May 26, 2006

late night extemporaneous ramblings, again

As I type I sit on my roof, laptop perched atop my lap in one of the few instances it's lived up to its name.

Above me is a clear night sky, as unblemished as baby's skin. Beside me sits a cat. She purrs loudly. I see right through her ruse. She wants food. A bowl of kitty crunchies could turn the most faithful feline into a stonehearted deceiver. Two feet away from me is my open window. On the other side of that window sits my all the stuff--clothes, books, CDs--that identify me as me. My phone sits in there as well. I'm done talking on it.

The blue and the dim and the dark cloths
Of night and light and the half-light

A fitting way to describe the scene above my head, albeit not original to me. I'm surrounded by large crowds of crickets making cricket noises. I interpret their noise as ordered, intricate cricket music.

This idyllic scene is marred by the newly opened can of Dr. Pepper sitting on the windowsill, a testament to ubiquity of consumerism. I close my eyes and push the can farther into the shadows so as not to ruin the moment.

You could compare the stars to diamonds against a backdrop of black velvet, or you could compare them to the metal rivets in the black leather trousers of an 80s metal guitarist. I guess it depends on whether you want to create gravitas or comedy.

Tonight I'm leaning more toward gravitas. It seems more fitting. Generally we stare up at the stars because we want to see greatness, magnitude, eternality, just something bigger than ourselves and the things we made. So I ignore the soda can and the vinyl siding on the house and the neighbor's telephone wires and the dull glow that hovers around the night sky from the several hundred thousand lights of the town.

If you have an imagination, or if you are a hallucinogenic substance abuser, or if you're just desperate for guidance, you can look up and see all sorts of patterns in the stars. You can find warriors, mythical beasts, various carnivorous or herbivorous mammals, and even kitchen utensils. All human constructs, of course, but quite useful. And if you just so happen to be adrift in the middle of the Atlantic without rudder or compass, you might be able to get some idea of where you are or where to go just by looking at your friendly star formation. Now the stars, by themselves, don't really say much. They just stare back at you mutely, a sort of astrophysical mime act. They are...(pardon me if I'm an eager beaver about using a cool word I don't get to use often) taciturn in their reserve. Taciturn. Try using that word sometime. The stars don't say a thing. But if you use your creative powers you can turn them into a bull, a lass, or even a set of non-conjoined twins. You see what you want to see and then you can milk the system to get all the guidance you want ouf of a few stars strewn randomly across the blackness. Use your creative powers. Do what you gotta do to stay sane.

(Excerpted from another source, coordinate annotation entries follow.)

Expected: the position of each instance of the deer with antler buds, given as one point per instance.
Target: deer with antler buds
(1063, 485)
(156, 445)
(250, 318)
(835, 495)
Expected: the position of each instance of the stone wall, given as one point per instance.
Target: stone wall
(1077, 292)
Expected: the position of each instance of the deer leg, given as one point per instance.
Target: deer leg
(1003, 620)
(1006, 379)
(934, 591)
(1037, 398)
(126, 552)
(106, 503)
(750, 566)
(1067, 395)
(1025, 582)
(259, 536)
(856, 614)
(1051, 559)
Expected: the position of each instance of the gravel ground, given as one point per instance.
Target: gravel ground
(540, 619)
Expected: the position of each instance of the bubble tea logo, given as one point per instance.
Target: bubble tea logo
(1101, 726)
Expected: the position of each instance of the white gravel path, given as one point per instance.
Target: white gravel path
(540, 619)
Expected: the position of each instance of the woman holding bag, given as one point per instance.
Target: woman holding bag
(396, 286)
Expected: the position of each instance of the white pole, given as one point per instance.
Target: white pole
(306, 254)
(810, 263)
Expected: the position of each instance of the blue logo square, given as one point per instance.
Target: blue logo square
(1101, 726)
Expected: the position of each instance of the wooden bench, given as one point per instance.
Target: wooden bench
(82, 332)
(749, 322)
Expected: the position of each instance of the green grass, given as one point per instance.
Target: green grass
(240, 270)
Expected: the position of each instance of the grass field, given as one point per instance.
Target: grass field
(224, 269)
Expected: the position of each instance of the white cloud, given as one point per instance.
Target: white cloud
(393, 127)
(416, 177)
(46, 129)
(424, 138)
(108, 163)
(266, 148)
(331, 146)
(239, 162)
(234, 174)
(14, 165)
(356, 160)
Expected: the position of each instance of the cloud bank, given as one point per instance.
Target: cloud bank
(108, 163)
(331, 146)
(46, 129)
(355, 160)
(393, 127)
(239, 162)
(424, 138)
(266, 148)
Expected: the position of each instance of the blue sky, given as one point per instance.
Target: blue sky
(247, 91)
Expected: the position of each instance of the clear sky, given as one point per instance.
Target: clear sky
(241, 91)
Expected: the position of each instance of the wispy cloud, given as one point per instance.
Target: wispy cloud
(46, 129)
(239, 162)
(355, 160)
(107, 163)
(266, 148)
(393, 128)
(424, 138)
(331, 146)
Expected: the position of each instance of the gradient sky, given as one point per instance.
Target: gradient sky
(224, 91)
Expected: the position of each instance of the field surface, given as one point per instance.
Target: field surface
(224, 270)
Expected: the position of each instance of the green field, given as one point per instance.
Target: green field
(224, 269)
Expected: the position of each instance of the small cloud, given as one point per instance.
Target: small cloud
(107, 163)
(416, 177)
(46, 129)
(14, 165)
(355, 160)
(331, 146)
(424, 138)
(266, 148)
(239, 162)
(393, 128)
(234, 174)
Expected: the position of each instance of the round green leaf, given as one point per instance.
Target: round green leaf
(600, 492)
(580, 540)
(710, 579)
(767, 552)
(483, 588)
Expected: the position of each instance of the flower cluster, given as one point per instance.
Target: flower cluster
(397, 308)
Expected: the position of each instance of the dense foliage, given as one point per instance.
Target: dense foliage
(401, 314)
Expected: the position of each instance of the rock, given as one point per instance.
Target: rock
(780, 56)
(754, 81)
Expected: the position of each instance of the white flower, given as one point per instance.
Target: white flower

Posted by jonsligh at 01:43 AM | Comments (13)

May 12, 2006


I spent last weekend with a pastor, a New York bound designer, Brannon, a blind, morbidly obese geriatric Golden Retriever who didn't answer to the name "Paddington," and 8.1 million people. I and Brannon McA burned off our excess carbs gallivanting about the Large Apple.

We visited several apparel stores and I purchased footwear which I have declared to be "hip." They are extraneous to my wardrobe and stunningly impractical, but I satisfied my primal consumer urges and took my part in humanity's eternal and universal effort to fill up the infinite void one shoebox at a time.

We stopped in at GAP and I felt at home, sort of the way you do when you find a bunch of Americans huddled inside a McDonalds in the middle of Tokyo. I felt that the employees there liked me, maybe even secretly knew my name.

Then we visited the Diesel store. It was as if I were in 7th grade all over again. That's when you start the school year only to find out that being unathletic like I was is akin to cross-dressing, and having your mother still pick out your clothes earns you a non-refundable one-way ticket into Dorkdom. The store had its own DJ, for goodness sake, a metro-hipster dreadlocked giant-headphone-wearing DJ. And a single pair of pants would cost a week of my wages. The employees, I'm sure, snickered silently as I walked by, and they leaned back a few inches lest they be afflicted by the fallout of the Southeastern hickness I radiated. I combated my self-consciousness by telling myself, in soothing motherly tones, that I was the normal one here. Normalcy is the consolation prize of bumpkins.

The dining fare was exquisite. Brannon and I traipsed about Times Square very late Monday night and we managed to slip into this neat little Italian joint I discovered (View image) for some grub. We tried out various hotbars, unfurled our prayer rugs at several of the local Starbucks, and I even got a Gyro (which the waitress politely informed me was pronounced Jai-Roe) at a Mexican restaurant.